Bruxelles, 25/01/2008 (Agence Europe) - Le gouvernement danois organisera très probablement en automne de cette année - septembre ou octobre 2008 - un référendum sur la suppression de certains ou de tous les « opt-out » dont bénéficie actuellement le Danemark dans l'Union européenne, à savoir: sur l'introduction de l'euro, sur la coopération dans le domaine de la défense, sur les questions de justice et d'affaires intérieures ainsi que sur la citoyenneté européenne. C'est ce qu'EUROPE a appris de source fiable en marge de la visite du Premier ministre danois Anders Fogh Rasmussen jeudi 24 janvier à Bruxelles où il a notamment rencontré le président de la Commission José Manuel Barroso et le Haut représentant pour la PESC Javier Solana.

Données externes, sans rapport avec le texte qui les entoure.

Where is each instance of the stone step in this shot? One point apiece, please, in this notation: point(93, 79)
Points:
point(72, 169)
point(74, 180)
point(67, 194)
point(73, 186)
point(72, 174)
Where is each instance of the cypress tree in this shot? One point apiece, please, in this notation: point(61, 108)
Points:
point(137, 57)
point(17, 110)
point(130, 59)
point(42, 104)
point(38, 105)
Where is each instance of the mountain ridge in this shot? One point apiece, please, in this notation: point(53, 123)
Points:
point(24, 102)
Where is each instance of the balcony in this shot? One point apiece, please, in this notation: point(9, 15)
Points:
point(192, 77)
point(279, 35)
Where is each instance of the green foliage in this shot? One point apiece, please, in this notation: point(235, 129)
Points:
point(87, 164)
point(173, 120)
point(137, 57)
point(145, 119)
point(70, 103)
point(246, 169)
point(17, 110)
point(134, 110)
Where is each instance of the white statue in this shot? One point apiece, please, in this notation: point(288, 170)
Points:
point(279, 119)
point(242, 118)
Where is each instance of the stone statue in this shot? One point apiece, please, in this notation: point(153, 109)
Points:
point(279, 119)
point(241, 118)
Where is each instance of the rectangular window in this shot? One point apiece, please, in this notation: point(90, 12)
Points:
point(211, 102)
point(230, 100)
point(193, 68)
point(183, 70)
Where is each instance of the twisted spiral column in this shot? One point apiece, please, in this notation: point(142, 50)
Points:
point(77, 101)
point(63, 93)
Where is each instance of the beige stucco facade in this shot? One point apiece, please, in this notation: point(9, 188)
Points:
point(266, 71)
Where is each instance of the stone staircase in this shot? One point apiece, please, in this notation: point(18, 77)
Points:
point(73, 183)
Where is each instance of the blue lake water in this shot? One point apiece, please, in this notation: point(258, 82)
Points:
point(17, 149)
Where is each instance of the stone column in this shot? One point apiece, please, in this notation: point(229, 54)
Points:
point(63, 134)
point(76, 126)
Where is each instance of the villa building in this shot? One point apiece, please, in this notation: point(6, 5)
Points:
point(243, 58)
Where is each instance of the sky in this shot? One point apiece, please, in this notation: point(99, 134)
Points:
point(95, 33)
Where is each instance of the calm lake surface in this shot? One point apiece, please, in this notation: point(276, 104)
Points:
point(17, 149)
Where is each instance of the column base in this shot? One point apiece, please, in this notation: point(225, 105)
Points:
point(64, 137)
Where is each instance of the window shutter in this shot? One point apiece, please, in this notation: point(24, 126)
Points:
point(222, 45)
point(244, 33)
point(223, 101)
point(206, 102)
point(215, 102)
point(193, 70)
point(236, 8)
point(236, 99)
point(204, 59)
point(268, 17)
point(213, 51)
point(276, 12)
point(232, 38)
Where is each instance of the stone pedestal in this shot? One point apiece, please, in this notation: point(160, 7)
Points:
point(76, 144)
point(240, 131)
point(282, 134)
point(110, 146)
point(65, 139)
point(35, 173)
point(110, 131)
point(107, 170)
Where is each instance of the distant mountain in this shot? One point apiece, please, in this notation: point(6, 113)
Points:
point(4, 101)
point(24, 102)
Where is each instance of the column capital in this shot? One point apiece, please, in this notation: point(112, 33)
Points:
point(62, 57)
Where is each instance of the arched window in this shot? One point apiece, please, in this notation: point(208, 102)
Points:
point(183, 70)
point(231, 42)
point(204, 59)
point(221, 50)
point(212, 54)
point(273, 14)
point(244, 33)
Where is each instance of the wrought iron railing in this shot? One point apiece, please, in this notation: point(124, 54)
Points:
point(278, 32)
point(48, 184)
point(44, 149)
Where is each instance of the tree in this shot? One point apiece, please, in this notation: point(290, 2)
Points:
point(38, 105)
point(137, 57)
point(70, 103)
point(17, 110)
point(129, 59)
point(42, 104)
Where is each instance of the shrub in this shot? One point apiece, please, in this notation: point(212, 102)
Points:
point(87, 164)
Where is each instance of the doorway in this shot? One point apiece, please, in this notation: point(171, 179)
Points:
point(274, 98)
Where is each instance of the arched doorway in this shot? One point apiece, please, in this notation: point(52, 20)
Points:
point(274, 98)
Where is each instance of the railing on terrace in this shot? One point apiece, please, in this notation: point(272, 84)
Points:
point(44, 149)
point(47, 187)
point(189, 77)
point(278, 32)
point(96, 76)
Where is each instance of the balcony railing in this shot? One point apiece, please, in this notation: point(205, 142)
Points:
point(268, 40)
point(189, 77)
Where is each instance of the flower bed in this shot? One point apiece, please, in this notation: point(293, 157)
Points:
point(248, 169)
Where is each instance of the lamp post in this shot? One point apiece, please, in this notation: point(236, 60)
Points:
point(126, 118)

A Copenhague, l'on estime que le « temps est mûr » pour replacer le Danemark « au coeur de l'intégration européenne ». Or, le gouvernement danois s'est rendu compte que ceci ne sera pas possible tant que le pays ne participera pas entièrement aux prises de décision dans des secteurs clés comme la politique monétaire, la défense ou le JAI. Aucune décision n'a encore été prise sur le scénario exact de la future consultation populaire (un seul référendum le même jour sur tous les « opt-out », ou plutôt plusieurs référendums successifs sur chacune des questions ?), mais le gouvernement danois est déterminé à se débarrasser encore cette année des quatre dérogations obtenues après le rejet du Traité de Maastricht lors du référendum danois en 1992. L'abolition des opt-out enverrait aussi un « signal fort aux eurosceptiques » d'autres pays membres, comme le Royaume-Uni, qui ont des dérogations similaires et qui en ont même ajouté lors des négociations sur le Traité de Lisbonne, estime Copenhague.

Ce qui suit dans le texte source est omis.